Vejam bem: não acho que isso seja culpa do outro. Nem sempre somos vítima da indecisão de alguém. É comum que nós mesmos estejamos perdidos em nossos sentimentos, passageiros de um relacionamento que parece ter perdido o rumo. Essas coisas acontecem. As circunstâncias viram névoa. Presos na confusão, os outros, como nós, frequentemente não sabem o que sentem, o que querem, como fazer e o que fazer. Dúvidas são uma forma louvável de honestidade, sobretudo quando são recíprocas. Mas, se você tem tudo claro e o outro vive em permanente estado de apagão, sejamos francos, talvez você seja o problema...
Por isso tudo, eu tenho simpatia pelos status ambíguo do Facebook. Por trás do pano ralo da gracinha, “em um relacionamento enrolado” é uma confissão, um apelo, quase um pedido de socorro. Quem aciona esse botão está avisando ao mundo – e não apenas aquele malfadado ser humano em particular – que a sua vida virou um ponto de interrogação clamando para ser elucidado. Em um mundo repleto de certezas jubilosas (“noivo”, casado”, “separado”), é preciso ter coragem para admitir que você não sabe onde está. Não sabe se foi aceito. Não sabe se foi abandonado. E pior: está com medo de perguntar.
Muita gente preferiria, claro, que essas informações de natureza pessoal não fossem partilhadas na internet. Um mundo onde gente adulta não perdesse tempo discutindo com o parceiro o status de relacionamento no Facebook seria um mundo melhor. A partilha pública de sentimentos é um comportamento adolescente, movido por sentimentos adolescentes. Mas as redes sociais nos reduziram a isso, não foi? Viramos adolescentes fofoqueiros e exibidos de diferentes idades. A vida de cada um de nós tornou-se uma ópera encenada online com 24 horas de riso, fotos bem editadas, certo drama e alguma autopiedade. Além de música. Como velhos artistas obcecados por si mesmos, no futuro não nos lembraremos dos fatos, mas do registro: “Lembra da Fulana? Postei uma mensagem sensacional quando a gente acabou...”
Se a ordem é escancarar publicamente a própria vida, se essa orgia de revelações é realmente irreversível, prefiro quem faça isso com graça e autoironia.
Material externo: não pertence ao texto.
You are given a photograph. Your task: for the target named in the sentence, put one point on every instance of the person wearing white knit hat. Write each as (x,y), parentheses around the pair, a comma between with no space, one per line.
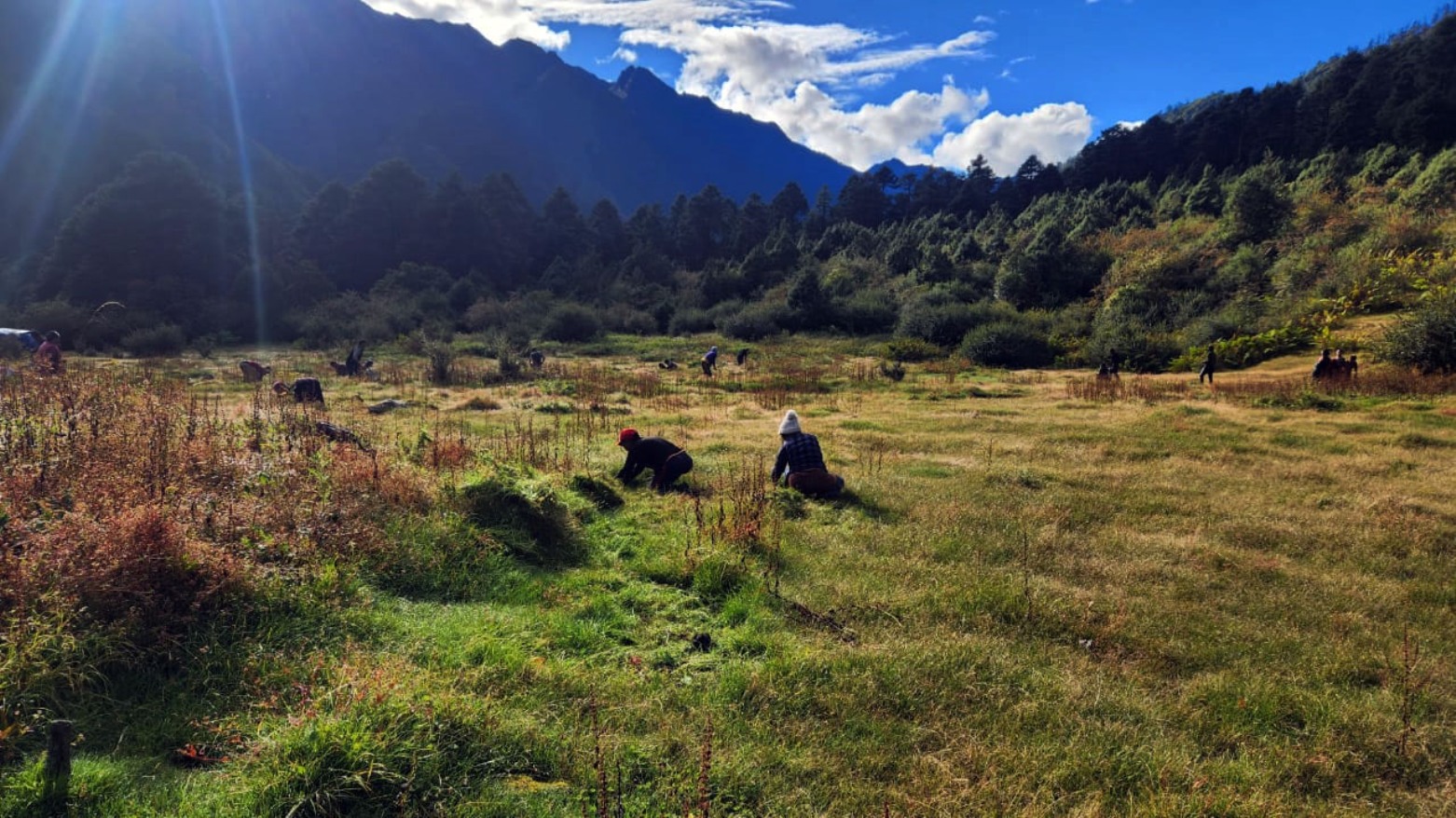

Uma mulher com uma dúvida, talvez dissesse o poeta Leminski, é muito mais interessante. Ao menos ela convida a minha simpatia. Desperta em mim o sorriso melancólico de quem conhece essas paragens. Suscita no meu coração anterior ao Facebook a sensação de que seguimos fundamentalmente perdidos e desamparados, anunciando ao outro, ao mundo, que precisamos, com todas as forças, de quem nos resgate da incerteza. Que alguém, por favor, tome vergonha e apareça.